Repository Organization for Clean Codebases
Version control with git provides for powerful collaboration, whether it be a tight-knit tech team or a distributed network in an open source format. Still, proper care must be taken. Git is used widely within the software development field and can manage a constantly evolving codebase. Most of its usefulness comes from the ability to branch off new work from an existing project in order to work on it in isolation until ready to integrate back into the project.
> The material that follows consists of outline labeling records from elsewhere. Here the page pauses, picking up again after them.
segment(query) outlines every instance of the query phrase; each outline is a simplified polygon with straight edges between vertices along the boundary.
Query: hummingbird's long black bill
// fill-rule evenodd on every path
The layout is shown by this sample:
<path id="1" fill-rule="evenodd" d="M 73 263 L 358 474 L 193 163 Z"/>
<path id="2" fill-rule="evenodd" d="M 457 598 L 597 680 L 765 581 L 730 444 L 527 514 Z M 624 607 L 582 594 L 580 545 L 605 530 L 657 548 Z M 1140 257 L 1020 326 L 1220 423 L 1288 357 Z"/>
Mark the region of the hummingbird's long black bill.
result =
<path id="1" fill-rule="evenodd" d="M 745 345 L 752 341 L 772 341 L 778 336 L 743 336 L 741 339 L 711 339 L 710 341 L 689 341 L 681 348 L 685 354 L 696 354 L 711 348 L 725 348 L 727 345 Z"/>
Good quality software consists of, among other things, code which is robust, resilient, secure, and performant. These attributes are achievable by maintaining a foundation of good quality code and a solid history of documentation. Anyone should be able to join the process and easily figure out and track the status of the project. This is where git and GitHub come in.
Skip to the following:
→ Branch vs. Fork
→ Rebase vs. Merge
→ CLI
→ Commit (Messages)
→ Pull Requests (and Reviews)
→ GitHub Issues
→ Open Source
Approach
My experience as a contributor to the Accord Project, an open source project for smart legal contracts, has led me to adopt and implement a standard of git workflow and etiquette which I find thorough and effective.
I will be sharing this as both a useful reference for others, as well as a historical reference for myself in the future. As is readily apparent by now, I am utilizing both git and GitHub. For perspective, you can reference GitHub’s official workflow proposal (GitHub flow).
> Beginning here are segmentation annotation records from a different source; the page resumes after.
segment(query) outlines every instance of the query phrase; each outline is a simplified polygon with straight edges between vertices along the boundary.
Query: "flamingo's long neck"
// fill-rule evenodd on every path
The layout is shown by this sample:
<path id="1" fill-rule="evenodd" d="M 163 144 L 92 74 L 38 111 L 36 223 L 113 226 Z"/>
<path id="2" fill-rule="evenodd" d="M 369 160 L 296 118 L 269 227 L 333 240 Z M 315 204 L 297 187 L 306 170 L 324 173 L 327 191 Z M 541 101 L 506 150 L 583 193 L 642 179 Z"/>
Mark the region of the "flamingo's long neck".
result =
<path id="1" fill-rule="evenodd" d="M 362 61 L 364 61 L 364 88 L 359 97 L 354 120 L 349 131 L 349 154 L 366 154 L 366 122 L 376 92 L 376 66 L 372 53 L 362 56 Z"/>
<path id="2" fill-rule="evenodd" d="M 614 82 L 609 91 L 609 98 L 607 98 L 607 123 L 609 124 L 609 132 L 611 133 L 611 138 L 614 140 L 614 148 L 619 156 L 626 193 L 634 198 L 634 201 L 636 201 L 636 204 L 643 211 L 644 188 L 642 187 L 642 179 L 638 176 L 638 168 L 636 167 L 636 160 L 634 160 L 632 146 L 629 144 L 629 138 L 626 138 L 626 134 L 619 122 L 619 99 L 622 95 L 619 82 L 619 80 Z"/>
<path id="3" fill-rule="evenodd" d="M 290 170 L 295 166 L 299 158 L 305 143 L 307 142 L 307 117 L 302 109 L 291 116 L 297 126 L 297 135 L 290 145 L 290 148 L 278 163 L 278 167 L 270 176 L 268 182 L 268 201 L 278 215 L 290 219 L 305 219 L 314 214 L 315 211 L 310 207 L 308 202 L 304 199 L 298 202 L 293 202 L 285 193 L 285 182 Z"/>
The majority of my work at the Accord Project is in JavaScript, with some domain specific language mixed in, but the principles displayed here should apply to any language.
Branch + Fork:
Branching
Pros
+
All project work is centralized
+
Ease of collaboration
+
Single remote to handle
Cons
—
Deprecated branches may clutter easily
Forking
Pros
+
Increased separation between user branches
+
Primary repository cleanliness
Cons
—
Difficulty to track branches
—
Collaboration requires extra steps
—
Accessibility is lower for less experienced git users
While there are benefits to both of these approaches, my general rule consists of forking in an open source project and branching in a smaller or insular team. There is more incentive for keeping the main repository clean and tidy in open source, and less chance of quick-and-dirty collaboration on a branch. Conversely, a tech team would benefit from a centralized repository with trackable branches. Either way will necessitate strict organization.
As an open source project, the Accord Project follows the fork workflow model. Still, the main
branches should be kept in sync (guide for syncing), and every feature, bug fix, release, or code change should occur in a different branch. This will be discussed more in the next section.
Naming a new branch will be one of the first steps in keeping a consistent tracking system of Issues, pull requests, and git history. The important factor here is consistency.
name/issue-tracker/short-description
name
: Anything from initials to full name to GitHub username
issue-tracker
: Reference the issue from GitHub or some other agile user stories source
short-description
: One to three words describing the main goal of this branch, separated by hyphens
Example:
irmerk/i7/new-feature
In the case of collaborating on a single feature, maintain a single, main
branch for the feature and individual branches from it. This can follow the previous naming convention:
main/i14/routing-service // team branch
irmerk/i14/routing-service // my branch
someone/i14/routing-service // someone else's branch
Personal branches can be merged into the main
team branch, which will then be merged with the overall main
through a pull request. Delete branches after they are merged.
Rebase + Squash
Common practice for teams is to squash or condense long commit message chains into one or a few commits before merging into main
. This is useful when, like me, someone commits frequently and thus would clutter a git log. Squashing serves to maintain a readable git log.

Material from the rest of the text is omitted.